Tuesday, September 23, 2014

Pressure Cooker Boiled Peanuts

Hi y'all!  College football season is in full swing down here in the south, and if you ask me what says college football, my instant first answer is going to be: bourbon.  But, a close second would be boiled peanuts!  I have many, many memories of watching football, while shoving boiled peanuts into my mouth as fast as I could shove them in!  
As much as I love them, though, they do take quite awhile to cook on the stove top, and when I want boiled peanuts, I want boiled peanuts now!  What's a girl to do?  

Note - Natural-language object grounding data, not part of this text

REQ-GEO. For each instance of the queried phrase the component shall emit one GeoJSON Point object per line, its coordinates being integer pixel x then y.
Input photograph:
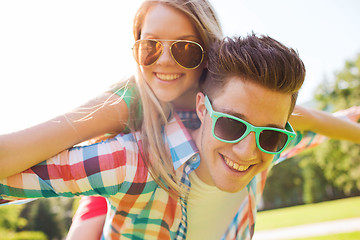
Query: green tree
{"type": "Point", "coordinates": [340, 160]}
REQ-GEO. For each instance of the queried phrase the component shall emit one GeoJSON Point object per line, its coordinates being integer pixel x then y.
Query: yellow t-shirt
{"type": "Point", "coordinates": [210, 210]}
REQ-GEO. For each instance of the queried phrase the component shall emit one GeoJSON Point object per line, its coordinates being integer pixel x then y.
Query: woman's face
{"type": "Point", "coordinates": [169, 81]}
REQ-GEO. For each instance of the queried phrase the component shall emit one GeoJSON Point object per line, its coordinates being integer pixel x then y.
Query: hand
{"type": "Point", "coordinates": [353, 113]}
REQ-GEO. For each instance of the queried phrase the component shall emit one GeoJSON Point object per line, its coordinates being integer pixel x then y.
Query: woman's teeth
{"type": "Point", "coordinates": [168, 77]}
{"type": "Point", "coordinates": [236, 166]}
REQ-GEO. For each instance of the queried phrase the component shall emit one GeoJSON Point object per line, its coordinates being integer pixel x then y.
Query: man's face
{"type": "Point", "coordinates": [231, 166]}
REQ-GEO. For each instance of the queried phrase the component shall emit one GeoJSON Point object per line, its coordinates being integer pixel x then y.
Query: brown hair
{"type": "Point", "coordinates": [260, 59]}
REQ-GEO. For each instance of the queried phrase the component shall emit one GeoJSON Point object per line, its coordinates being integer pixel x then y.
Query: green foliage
{"type": "Point", "coordinates": [284, 186]}
{"type": "Point", "coordinates": [43, 219]}
{"type": "Point", "coordinates": [25, 235]}
{"type": "Point", "coordinates": [309, 213]}
{"type": "Point", "coordinates": [9, 217]}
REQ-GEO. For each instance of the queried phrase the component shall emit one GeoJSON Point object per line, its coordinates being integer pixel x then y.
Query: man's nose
{"type": "Point", "coordinates": [246, 149]}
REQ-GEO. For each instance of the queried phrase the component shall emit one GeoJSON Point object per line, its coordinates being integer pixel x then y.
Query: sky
{"type": "Point", "coordinates": [56, 55]}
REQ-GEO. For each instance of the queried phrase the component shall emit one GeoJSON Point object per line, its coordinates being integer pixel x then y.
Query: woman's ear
{"type": "Point", "coordinates": [200, 106]}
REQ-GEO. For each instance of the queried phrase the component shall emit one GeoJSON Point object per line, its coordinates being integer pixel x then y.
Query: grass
{"type": "Point", "coordinates": [340, 236]}
{"type": "Point", "coordinates": [310, 213]}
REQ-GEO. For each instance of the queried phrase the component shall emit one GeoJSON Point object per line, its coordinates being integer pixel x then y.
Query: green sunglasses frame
{"type": "Point", "coordinates": [289, 131]}
{"type": "Point", "coordinates": [170, 46]}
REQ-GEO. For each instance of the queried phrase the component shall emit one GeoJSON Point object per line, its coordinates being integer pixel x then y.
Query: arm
{"type": "Point", "coordinates": [329, 125]}
{"type": "Point", "coordinates": [26, 148]}
{"type": "Point", "coordinates": [317, 126]}
{"type": "Point", "coordinates": [97, 169]}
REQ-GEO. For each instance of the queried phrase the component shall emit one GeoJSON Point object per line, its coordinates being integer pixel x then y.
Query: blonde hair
{"type": "Point", "coordinates": [157, 113]}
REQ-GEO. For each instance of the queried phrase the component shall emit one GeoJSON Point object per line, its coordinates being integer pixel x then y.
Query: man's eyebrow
{"type": "Point", "coordinates": [243, 117]}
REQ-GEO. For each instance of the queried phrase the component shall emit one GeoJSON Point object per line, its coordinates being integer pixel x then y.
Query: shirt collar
{"type": "Point", "coordinates": [181, 145]}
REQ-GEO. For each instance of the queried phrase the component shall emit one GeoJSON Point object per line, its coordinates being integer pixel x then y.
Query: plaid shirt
{"type": "Point", "coordinates": [139, 208]}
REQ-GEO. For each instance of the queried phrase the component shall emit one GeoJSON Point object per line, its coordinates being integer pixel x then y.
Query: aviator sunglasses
{"type": "Point", "coordinates": [187, 54]}
{"type": "Point", "coordinates": [230, 129]}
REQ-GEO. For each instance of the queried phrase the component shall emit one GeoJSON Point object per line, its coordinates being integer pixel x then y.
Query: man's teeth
{"type": "Point", "coordinates": [236, 166]}
{"type": "Point", "coordinates": [167, 77]}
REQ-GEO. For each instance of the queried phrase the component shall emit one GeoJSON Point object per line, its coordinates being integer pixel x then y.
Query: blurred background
{"type": "Point", "coordinates": [56, 55]}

Hum....what could speed up the cooking, while maintaining the texture of the peanuts...hum....of course!  The pressure cooker!  Oh, this is going to be good!  All you need is about two and a half hours and a pressure cooker!  Ready?  Let's get started!
Here's your grocery list for this one:
2 lbs green, raw peanuts
3/4 C Table salt
Enough water to cover peanuts
Yep.  That's it.  Sometimes the simplest recipes are the best.  That's what I tell myself, anyway!  To start with, dump all of the salt into the basin of your pressure cooker, add in your beautiful green peanuts, and enough water to cover the peanuts.  Find something in your kitchen that will weigh the peanuts down, under the water.  You want to pre-soak the peanuts for at least an hour, to help soften the shells.  If you can do it longer, great, but I rarely can, because I get too excited about boiled peanuts! 
 
Don't you love my solution for weighing down my peanuts?  Yep, that's a cake pan with my salt container sitting inside of it.  A large can of tomato sauce would have worked beautifully, too! 
 
After your peanuts have soaked, put the lid on, bring the pressure up to high, and let them cook for 90 minutes.  Once the timer says they are finished, you can either wait and let the pressure release naturally, or just (very carefully) release the pressure valve and drain.  What you are left with are tender, delicious peanuts that have just the right amount of salt cooked into them!  That being said, what I may think is the perfectly salted boiled peanut may be bland for you, or over-salted.  If these aren't salt-y enough for you, just let them soak in the salty water after they have cooked; they will continue to absorb the salt over a couple of hours; if the opposite happens, and they are too salty, don't worry!  Just empty out the salty cooking water, run some fresh water in the pot, put the peanuts back in, and let them soak in the fresh water for a couple of hours.
Now then, I have never had someone say these are too salty, or not salty enough, but to each their own!  I do hope you give these a try this football season, and may your team always win (unless y'all are playing my team, of course!)